In time for the Thanksgiving long weekend, we want to draw your attention to a number of interesting reports on advanced reactor developments that have come out over the past couple months:

  • Most recently, the Nuclear Energy Institute (NEI) issued a thoughtful white paper on regulatory and licensing issues for micro-reactors, in advance of the first round of micro-reactor applications expected to be submitted to the Nuclear Regulatory Commission (NRC) next year.  The paper highlights the safety benefits of micro-reactors, which generally boast a much smaller inventory of fission products compared to existing reactors, possess automatic or remote operations and monitoring, and often rely on inherent and passive safety features.

    The paper argues that NRC regulations for larger reactors would be unduly burdensome if applied to micro-reactors, given the latter’s relative simplicity and safety.  Instead, the NRC should develop a flexible and accommodating regulatory approach to micro-reactors.  It could borrow in part from how research and test reactors (RTRs) are regulated, as both micro-reactors and RTRs present similarly low risks to public health and safety.

  • The NRC and Department of Energy (DOE) signed a Memorandum of Understanding (MOU) in October to share technical knowledge and expertise, including computing resources, with the common goal of deploying advanced reactor technologies.  This important partnership falls under the auspices of DOE’s National Reactor Innovation Center, created by the Nuclear Energy Innovation Capabilities Act of 2017 (NEICA) to enable the testing and demonstration of reactor concepts from the private sector.  We previous wrote about NEICA here and here.
  • Moltex Energy raised around US$7.5 million in part through an unlikely and unique method, at least for nuclear energy – crowdfunding!  Around 170 investors helped the advanced reactor company blow past its initial target, with Moltex representatives crediting this resounding success to a widespread desire among investors to tackle climate change through advanced reactors.  The capital is designed to help support pre-licensing and development of the company’s fission-based Stable Salt Reactor (SSR) technology.  As private funding for advanced reactors continues to grow, it will be interesting to see how much companies rely on crowdfunding and other novel methods moving forward.
  • The NRC staff released a draft white paper in September to facilitate its review of advanced non-light water reactor (LWR) technologies.  This is part of the NRC staff’s efforts to develop an adaptable, technology-inclusive, risk-informed, and performance-based approach to reviewing non-LWR applications.  Among other things, the paper details vendor approaches to licensing strategy based on reactor design, provides guidance on the scope and focus of the NRC staff’s technical review, and outlines acceptance criteria that could be considered.  It is intended to aid non-LWR applications until the NRC develops a comprehensive regulatory framework by the end of 2027, as required by the Nuclear Energy Innovation and Modernization Act (NEIMA).  We previously wrote about NEIMA here and here.
  • And speaking of NEIMA, Congress continues to show interest and leadership in promoting advanced reactor development, including the need for the NRC to develop a risk-informed framework for advanced nuclear technologies.  On November 21, U.S. Senator John Barrasso (R-WY), chairman of the Senate Committee on Environment and Public Works and Sen.

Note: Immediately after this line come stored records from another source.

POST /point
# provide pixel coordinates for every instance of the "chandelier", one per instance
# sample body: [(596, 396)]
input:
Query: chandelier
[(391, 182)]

Shelley Moore Capito (R-SV), chairman of the Appropriations Subcommittee on Homeland Security, sent a letter to the NRC and the Federal Emergency Management Agency regarding emergency planning requirements.  In the letter, the senators support establishing emergency preparedness requirements for advanced nuclear technologies to account for smaller, safer nuclear reactor designs, explaining:

As part of our efforts to facilitate the deployment of advanced nuclear technologies, Congress passed, and President Trump signed into law, the Nuclear Energy Innovation and Modernization Act (NEIMA). NEIMA requires NRC establish a risk-informed, technology-inclusive regulatory framework to license and oversee advanced nuclear technologies. EP requirements are a part of this framework.

The Commission is currently considering an NRC staff proposal to establish new EP requirements and implementing guidance for Small Modular Reactors (SMRs) and other advanced nuclear technologies. The proposal is based on a consequence-oriented, risk-informed, performance-based, and technology-inclusive approach. We urge the Commission to support requirements that align with NEIMA’s risk-informed framework and we expect FEMA’s consultation will constructively support achieving this goal.